If you could provide a document where the highlighting highlights the wrong area, that would be helpful in case there's a bug with creating the bounding box areas for the glyphs.

Beware that this may prove impossible just due to how the PDF is constructed -- the PDF format hardcodes a text advance moving LTR, and depending on how the embedded fonts are constructed, we may or may not be able to detect and reverse this for selection and searching.
Comment 4 Munzir Taha 2019-11-28 18:08:59 UTC
Sorry, I didn't notice your last request for a document. However, I just tried it and I can't even type Arabic.

≻ pacman -Q mupdf-gl
mupdf-gl 1.16.1-2
Comment 5 Munzir Taha 2019-11-28 18:11:44 UTC
Created attachment 18664 [details]
A document with two Arabic words for testing

The document contains two words to test searching.
بسم الله
Comment 6 erfan_Ara 2020-09-22 10:35:03 UTC
I can confirm this in up to dated Archlinux. I can't type any Arabic,Persian,... character in search box in both mupdf & mupdf-gl. So i can't search for any arabic word.

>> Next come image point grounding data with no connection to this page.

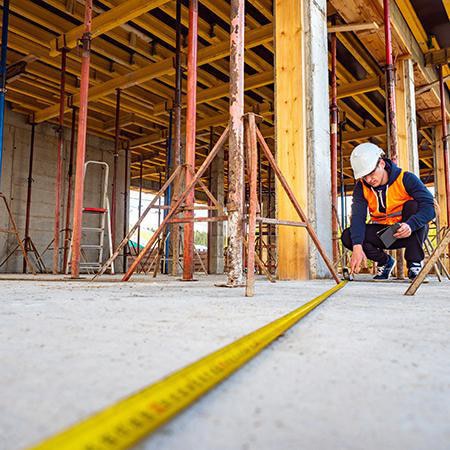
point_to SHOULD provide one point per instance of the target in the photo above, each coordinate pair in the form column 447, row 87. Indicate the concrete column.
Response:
column 439, row 176
column 215, row 249
column 317, row 132
column 408, row 151
column 303, row 139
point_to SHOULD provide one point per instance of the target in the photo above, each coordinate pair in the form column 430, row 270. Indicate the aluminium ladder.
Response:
column 93, row 237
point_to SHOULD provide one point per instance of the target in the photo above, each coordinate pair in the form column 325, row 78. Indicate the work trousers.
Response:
column 374, row 248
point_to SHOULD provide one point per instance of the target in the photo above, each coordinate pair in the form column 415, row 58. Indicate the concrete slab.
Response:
column 368, row 369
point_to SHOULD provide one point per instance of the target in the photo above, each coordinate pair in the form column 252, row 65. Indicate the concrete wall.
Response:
column 16, row 155
column 318, row 132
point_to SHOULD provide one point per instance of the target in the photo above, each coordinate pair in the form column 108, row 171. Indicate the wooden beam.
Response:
column 125, row 119
column 158, row 69
column 437, row 57
column 353, row 27
column 360, row 87
column 363, row 134
column 105, row 22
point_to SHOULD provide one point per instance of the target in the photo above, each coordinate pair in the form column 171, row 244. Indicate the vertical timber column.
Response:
column 115, row 169
column 408, row 151
column 69, row 188
column 188, row 252
column 81, row 142
column 215, row 250
column 176, row 159
column 59, row 162
column 439, row 176
column 291, row 154
column 235, row 204
column 318, row 191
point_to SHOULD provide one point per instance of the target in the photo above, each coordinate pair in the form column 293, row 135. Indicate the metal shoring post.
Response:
column 175, row 228
column 334, row 143
column 253, row 175
column 29, row 188
column 81, row 143
column 391, row 109
column 210, row 212
column 269, row 214
column 69, row 188
column 4, row 51
column 59, row 162
column 168, row 197
column 260, row 200
column 177, row 203
column 188, row 250
column 115, row 167
column 140, row 202
column 125, row 204
column 445, row 138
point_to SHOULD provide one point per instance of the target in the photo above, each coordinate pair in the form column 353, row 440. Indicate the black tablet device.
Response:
column 387, row 234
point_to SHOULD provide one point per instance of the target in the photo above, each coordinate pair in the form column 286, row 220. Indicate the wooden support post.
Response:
column 176, row 160
column 445, row 139
column 293, row 251
column 178, row 203
column 236, row 145
column 115, row 168
column 295, row 204
column 81, row 143
column 440, row 248
column 334, row 143
column 408, row 154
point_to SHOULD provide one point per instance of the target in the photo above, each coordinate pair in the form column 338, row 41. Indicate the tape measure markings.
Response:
column 129, row 420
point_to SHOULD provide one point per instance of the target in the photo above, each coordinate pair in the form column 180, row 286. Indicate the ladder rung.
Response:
column 94, row 210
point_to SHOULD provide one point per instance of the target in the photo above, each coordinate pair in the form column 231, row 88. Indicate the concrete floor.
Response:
column 368, row 369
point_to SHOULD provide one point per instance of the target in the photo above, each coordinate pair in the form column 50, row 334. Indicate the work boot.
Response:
column 414, row 270
column 384, row 272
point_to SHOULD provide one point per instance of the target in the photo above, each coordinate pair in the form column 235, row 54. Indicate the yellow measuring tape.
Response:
column 125, row 423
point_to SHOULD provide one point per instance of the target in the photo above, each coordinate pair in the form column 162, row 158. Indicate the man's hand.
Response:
column 358, row 257
column 403, row 231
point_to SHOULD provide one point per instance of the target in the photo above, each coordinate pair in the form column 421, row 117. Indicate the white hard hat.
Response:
column 364, row 159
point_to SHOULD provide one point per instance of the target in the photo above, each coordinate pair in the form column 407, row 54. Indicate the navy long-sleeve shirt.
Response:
column 415, row 188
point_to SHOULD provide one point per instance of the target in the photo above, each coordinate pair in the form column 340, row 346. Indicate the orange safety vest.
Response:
column 396, row 197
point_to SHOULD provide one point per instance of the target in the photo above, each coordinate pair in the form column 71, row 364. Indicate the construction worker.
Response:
column 391, row 196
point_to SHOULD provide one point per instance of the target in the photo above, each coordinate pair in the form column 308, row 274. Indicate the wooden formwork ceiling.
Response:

I tested this in both Wayland & X11.

> pacman -Qi mupdf-gl
Name            : mupdf-gl
Version         : 1.17.0-3
Depends On      : desktop-file-utils  freetype2  freeglut  glu  harfbuzz
                  jbig2dec  libjpeg  openjpeg2  openssl
Comment 7 Tor Andersson 2020-09-22 12:03:15 UTC
Did you build with the modified FreeGLUT that we ship with the MuPDF source release?

If you link with the system provided FreeGLUT, non-ASCII input does NOT work.

Please use our FreeGLUT version.

That said, the text input does not support RTL and shaping yet, so the text will appear wrong, but you should at least be seeing something.
Comment 8 erfan_Ara 2020-09-22 14:31:29 UTC
(In reply to Tor Andersson from comment #7)
> Did you build with the modified FreeGLUT that we ship with the MuPDF source
> release?
> 
> If you link with the system provided FreeGLUT, non-ASCII input does NOT work.
> 
> Please use our FreeGLUT version.
> 
> That said, the text input does not support RTL and shaping yet, so the text
> will appear wrong, but you should at least be seeing something.

Thank you for your fast response .So maybe i should report this to the Arch PKGBUILD maintainer of this package ,because they don't use your libs for the builds.
Comment 9 Philipp Rösner 2022-01-03 23:43:53 UTC
Hello, 
I built mupdf-x11 with the bundled third party libraries and still can't search for non-ASCII text via the '/' shortcut in mupdf-x11.
Is it correct then, that searching for non-ASCII text is currently only possible in mupdf-gl?
Comment 10 Tor Andersson 2022-03-08 16:23:31 UTC
Correct. Non-ASCII search only works in mupdf-gl, and then only if you build with our provided FreeGLUT fork.